A recent analysis of the Framingham Heart Study implicated elevated serum aldosterone as an independent risk factor for the development of cardiovascular disease.1 Although adrenal-derived aldosterone may prove to be important in this regard, less evident is the source of aldosterone and the mechanism for mineralocorticoid receptor (MR) activation in studies such as the Randomized ALdactone Evaluation Study (RALES)2 and the Eplerenone Post-acute myocardial infarction Heart failure Efficacy and Survival Study (EPHESUS),3 where MR blockade exerts obvious cardiovascular benefit but adrenal aldosterone levels are normal. In this issue of Hypertension , the article by Takai et al4 documents such a study and thereby adds to the discussion not only of the applicability of MR blockade in cardiovascular disease but also of the mechanisms for MR activation. The authors report that monkeys with diet-induced hypercholesterolemia treated with the selective MR antagonist eplerenone had reduced extent of atherosclerotic lesions in aorta and carotid arteries compared with placebo-treated monkeys.
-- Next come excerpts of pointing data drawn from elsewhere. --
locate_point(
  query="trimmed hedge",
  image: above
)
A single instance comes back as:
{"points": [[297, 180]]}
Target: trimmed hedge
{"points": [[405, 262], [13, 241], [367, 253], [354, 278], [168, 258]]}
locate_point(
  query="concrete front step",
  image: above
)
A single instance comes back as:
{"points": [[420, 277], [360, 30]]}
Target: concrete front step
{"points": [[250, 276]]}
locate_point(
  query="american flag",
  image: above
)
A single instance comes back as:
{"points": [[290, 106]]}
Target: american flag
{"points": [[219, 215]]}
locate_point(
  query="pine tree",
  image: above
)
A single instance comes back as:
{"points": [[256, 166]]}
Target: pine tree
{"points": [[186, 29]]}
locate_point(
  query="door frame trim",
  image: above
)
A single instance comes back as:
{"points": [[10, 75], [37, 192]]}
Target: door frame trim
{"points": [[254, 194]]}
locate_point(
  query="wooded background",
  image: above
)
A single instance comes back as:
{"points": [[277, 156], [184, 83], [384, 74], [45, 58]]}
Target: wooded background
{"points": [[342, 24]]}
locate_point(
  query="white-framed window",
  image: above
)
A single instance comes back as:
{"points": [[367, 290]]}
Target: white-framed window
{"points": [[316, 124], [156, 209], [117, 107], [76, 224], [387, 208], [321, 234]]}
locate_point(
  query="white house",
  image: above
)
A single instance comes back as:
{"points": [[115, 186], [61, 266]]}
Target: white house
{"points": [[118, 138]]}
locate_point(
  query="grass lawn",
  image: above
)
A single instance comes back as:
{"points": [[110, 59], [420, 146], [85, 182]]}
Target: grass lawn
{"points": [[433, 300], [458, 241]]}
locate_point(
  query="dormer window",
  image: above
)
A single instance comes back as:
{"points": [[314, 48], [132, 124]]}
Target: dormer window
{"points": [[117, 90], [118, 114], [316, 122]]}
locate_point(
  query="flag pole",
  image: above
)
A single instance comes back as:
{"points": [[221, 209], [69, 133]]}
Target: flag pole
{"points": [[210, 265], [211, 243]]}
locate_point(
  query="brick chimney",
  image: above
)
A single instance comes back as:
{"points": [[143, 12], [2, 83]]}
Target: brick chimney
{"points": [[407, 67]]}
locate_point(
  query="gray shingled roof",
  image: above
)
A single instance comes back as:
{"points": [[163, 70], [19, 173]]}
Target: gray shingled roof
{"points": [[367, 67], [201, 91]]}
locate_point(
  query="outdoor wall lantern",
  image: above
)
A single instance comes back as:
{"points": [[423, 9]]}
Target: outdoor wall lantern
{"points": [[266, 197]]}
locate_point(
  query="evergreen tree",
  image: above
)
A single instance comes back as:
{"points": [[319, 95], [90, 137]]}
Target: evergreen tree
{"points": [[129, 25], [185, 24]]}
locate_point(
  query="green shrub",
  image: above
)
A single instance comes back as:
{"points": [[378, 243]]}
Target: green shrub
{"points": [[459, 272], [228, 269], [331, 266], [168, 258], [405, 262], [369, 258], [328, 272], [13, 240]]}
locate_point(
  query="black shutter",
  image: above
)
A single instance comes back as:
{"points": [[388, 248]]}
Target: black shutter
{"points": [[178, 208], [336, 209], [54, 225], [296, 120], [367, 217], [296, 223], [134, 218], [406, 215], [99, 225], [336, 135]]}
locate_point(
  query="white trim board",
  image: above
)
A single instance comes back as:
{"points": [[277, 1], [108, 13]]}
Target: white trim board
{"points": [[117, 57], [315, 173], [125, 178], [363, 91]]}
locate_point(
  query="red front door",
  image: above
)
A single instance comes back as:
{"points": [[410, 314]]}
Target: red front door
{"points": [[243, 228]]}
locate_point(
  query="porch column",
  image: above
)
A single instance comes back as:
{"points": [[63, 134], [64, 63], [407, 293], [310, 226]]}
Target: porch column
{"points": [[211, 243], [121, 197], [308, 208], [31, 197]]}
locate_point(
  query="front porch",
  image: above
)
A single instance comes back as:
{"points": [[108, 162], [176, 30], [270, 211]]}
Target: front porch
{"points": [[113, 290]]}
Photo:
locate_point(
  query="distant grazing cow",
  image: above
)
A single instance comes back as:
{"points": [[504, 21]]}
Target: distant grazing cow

The results extend the beneficial influence of MR blockade to a model with similarities highly relevant to the atherogenic process in humans. Rajagopalan et al5 were the first to demonstrate that local vascular expression of MR might play a role in atherosclerosis. In this study, dietary hypercholesterolemia in rabbits was associated with increased aorta superoxide generation. Eplerenone administration to hypercholesterolemic rabbits normalized superoxide generation, decreased NADH and NADPH oxidase activity to basal levels, and nearly normalized endothelium-dependent vasorelaxation. A study by Keidar et al6 showed similar inhibition of atherosclerosis when eplerenone was administered to apolipoprotein E (apoE)-deficient mice. …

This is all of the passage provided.